Sekutu de facto mereka masih belum terlalu dekat, dan telah dilaporkan adanya ketegangan atas kehadiran Hezbollah yang terus-menerus di Suriah.
Kamis lalu, sebuah pesawat darurat Rusia mengevakuasi 60 anggota keluarga staf diplomatik dari Lebanon, namun lebih dari 3.000 warga Rusia masih berada di negara tersebut. Pesawat yang sama mengirimkan 33 ton bantuan kemanusiaan, termasuk makanan, persediaan medis, dan generator listrik. Evakuasi lebih lanjut mungkin akan menyusul.

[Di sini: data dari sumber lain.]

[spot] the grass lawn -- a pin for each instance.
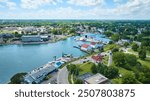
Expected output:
(85, 67)
(145, 62)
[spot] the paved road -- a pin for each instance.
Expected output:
(62, 77)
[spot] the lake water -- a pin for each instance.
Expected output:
(24, 58)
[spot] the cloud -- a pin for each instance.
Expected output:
(86, 2)
(132, 9)
(34, 4)
(9, 4)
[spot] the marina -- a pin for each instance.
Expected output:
(27, 58)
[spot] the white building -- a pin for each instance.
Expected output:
(1, 40)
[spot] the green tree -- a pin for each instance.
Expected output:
(131, 59)
(115, 37)
(135, 46)
(94, 69)
(17, 78)
(119, 58)
(108, 33)
(126, 44)
(128, 78)
(142, 54)
(111, 72)
(115, 49)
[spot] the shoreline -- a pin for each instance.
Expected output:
(34, 43)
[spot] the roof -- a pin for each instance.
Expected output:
(93, 43)
(97, 79)
(97, 58)
(85, 76)
(85, 45)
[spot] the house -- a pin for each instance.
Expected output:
(96, 45)
(97, 58)
(85, 47)
(31, 38)
(97, 79)
(122, 41)
(36, 76)
(45, 37)
(1, 40)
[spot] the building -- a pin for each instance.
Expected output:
(97, 58)
(45, 37)
(86, 47)
(31, 38)
(97, 79)
(96, 45)
(122, 41)
(1, 40)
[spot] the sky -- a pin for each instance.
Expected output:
(75, 9)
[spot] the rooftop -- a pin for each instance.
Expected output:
(85, 45)
(97, 79)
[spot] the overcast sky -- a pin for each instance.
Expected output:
(75, 9)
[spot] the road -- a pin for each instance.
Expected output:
(62, 77)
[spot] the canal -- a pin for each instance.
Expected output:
(24, 58)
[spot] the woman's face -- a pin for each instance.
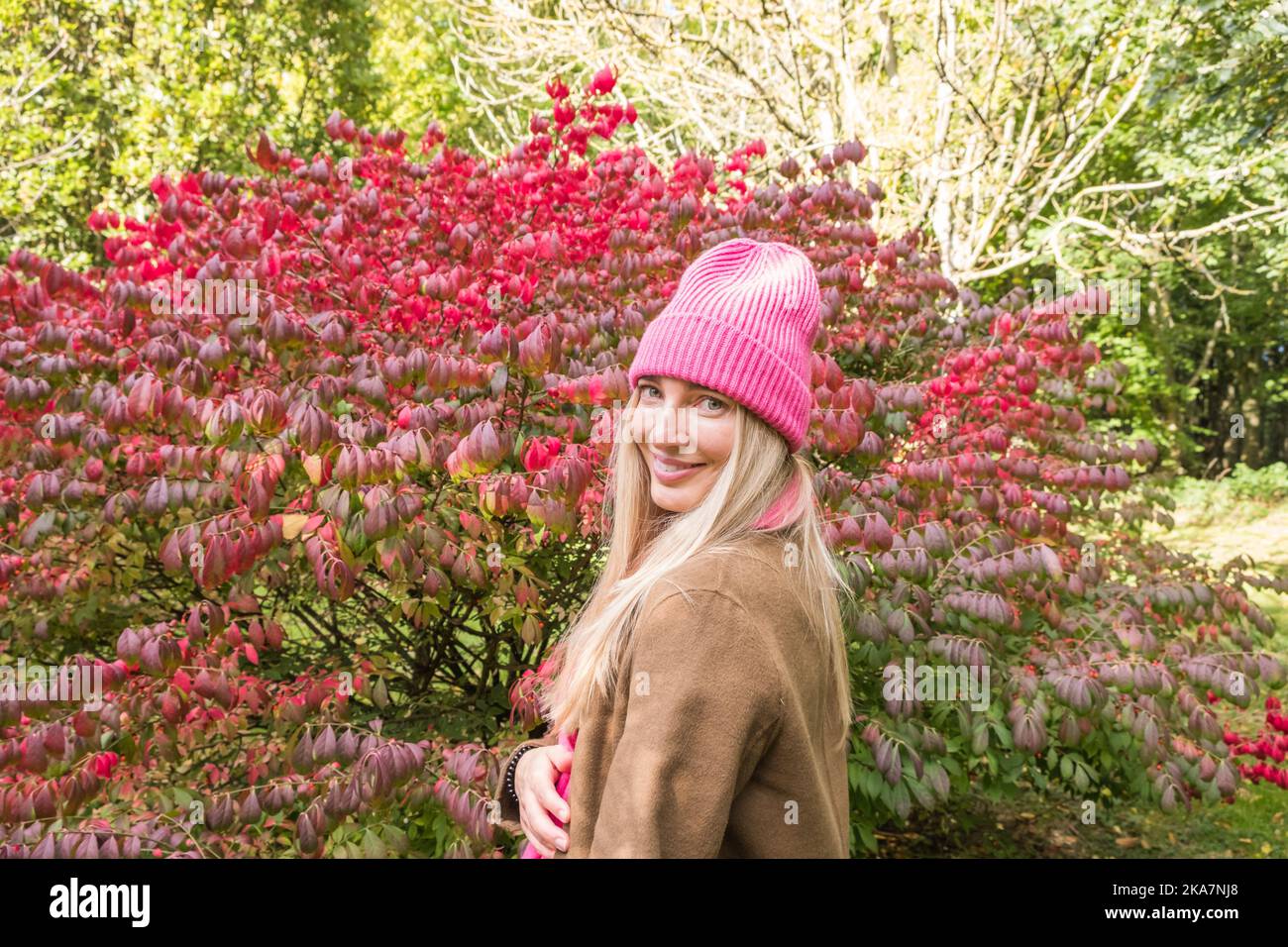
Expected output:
(686, 433)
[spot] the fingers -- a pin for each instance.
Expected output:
(540, 800)
(561, 758)
(541, 831)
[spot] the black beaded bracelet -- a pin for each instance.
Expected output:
(509, 772)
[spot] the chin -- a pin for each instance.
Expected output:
(671, 504)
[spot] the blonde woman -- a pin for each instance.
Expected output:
(704, 680)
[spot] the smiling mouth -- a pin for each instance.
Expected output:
(669, 467)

Sementara itu, Levina berharap Hezbollah akan menghambat kemajuan Israel.
“Memang sangat tidak menyenangkan, tapi invasi darat adalah, berani saya katakan, kabar baik karena ini adalah ketiga kalinya Israel melakukan kesalahan ini,” katanya, merujuk pada invasi dan pendudukan Lebanon oleh Israel pada tahun 1982, dan perang pada tahun 2006.
“Dan mereka sama sekali tidak belajar.”

MEMBACA  Robert Badinter, yang memimpin Prancis mengakhiri hukuman mati dan melawan penyangkalan Holocaust, telah meninggal pada usia 95 tahun.